Turkey must help push the diplomatic track on Syria

Turkey must help push the diplomatic track on Syria

The downing of the Syrian helicopter by Turkey was probably welcomed in government as well as military circles in Ankara, who no doubt saw this as payback for the downing by Syria last year of a Turkish jet that had momentarily strayed into Syrian airspace while on a mission in the eastern Mediterranean. 

But this event is unlikely to lead to a military escalation between the two countries given the diplomatic advantage Bashar al-Assad gained after accepting the Russian-brokered deal for his chemical weapons. The Erdoğan government, however, is clearly unhappy about this turn of events. 

The feeling in Ankara is that al-Assad has been given extra time to prepare for more attacks against his people. There is undoubtedly some truth in this. It is equally clear, however, that Ankara is out of tune with developments concerning Syria, having misinterpreted many crucial aspects of this crisis.
For one thing, Turkey should have factored in the tangible reluctance of the international community to get militarily involved in this crisis. It should also have factored in the symbiotic relationship the al-Assad regime has with Moscow and Tehran, which have worked perfectly for him thus far. 

These countries have made al-Assad’s staying in power a strategic goal and have so far succeeded in ensuring this. It has been clear for quite some time now, and remains so today, that unless there is an agreement between the United States and Russia on some negotiated solution to this crisis, it is very unlikely that the military stalemate in Syria will be broken. 

It is also evident that in the absence of such a negotiated settlement, scores of people will continue to die. Since no Western country is prepared to arm the anti-al-Assad forces in any meaningful way, or intervene militarily against al-Assad, the “Geneva 2” format involving the United Nations and all the members of the Security Council, is the only way forward for Syria. 

It is extremely unpleasant to see a bloody dictator like al-Assad at the table of course. But it must be recalled that Slobodan Milosevic, an equally distasteful dictator, was at the table in Dayton, Ohio, where the talks that ended the bloody Bosnian War were held. History did not let Milosevic escape in the end, of course, and a similar fate could be waiting for al-Assad.

The point now, however, it that al-Assad’s presence appears inevitable if the desire is to end the bloodshed in Syria soon. What happens to him after that, and what follows for Syria and the region after the bloodshed is ended is an open question, of course. But the initial aim must be to stop the bloodshed by diplomatic means since there is no military solution in sight. 

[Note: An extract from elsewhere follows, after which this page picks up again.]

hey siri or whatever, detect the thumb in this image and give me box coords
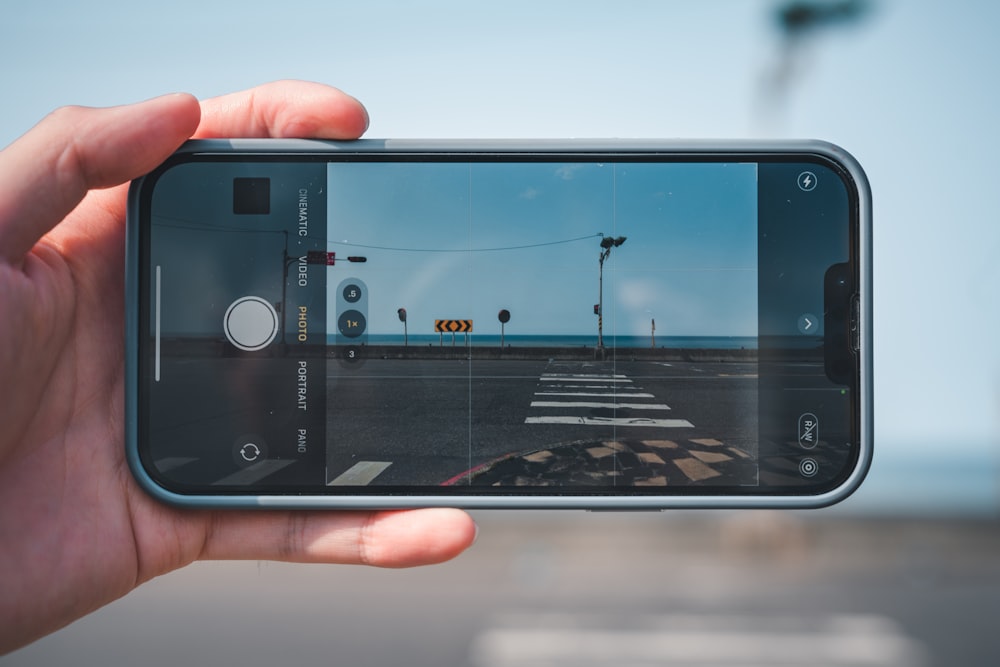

This is why the U.S.-Russian effort is important, even if it concentrates only on the question of chemical weapons for now. If there is success in this area, it will open the door for more talks that can touch on ending the violence. This does not please Ankara, but continuing to push for a military solution is merely going to prolong the suffering in that country. 

Once the bloodshed ends after a negotiated settlement, it will still take a massive international effort to help the new Syria emerge. Prime Minister Recep Tayyip Erdoğan’s suggestion that all will be good for Syria once al-Assad goes is too simplistic at this stage. It will take many years, perhaps decades, to erase the traces of the civil war before the democracy that Erdoğan envisions for Syria emerges.
That, however, is something to worry about after the violence stops. In the meantime, it is important for Ankara to stop shadow-boxing over Syria and to help the diplomatic track along. There appears little else that Turkey can do other than this now that matters stand where they are.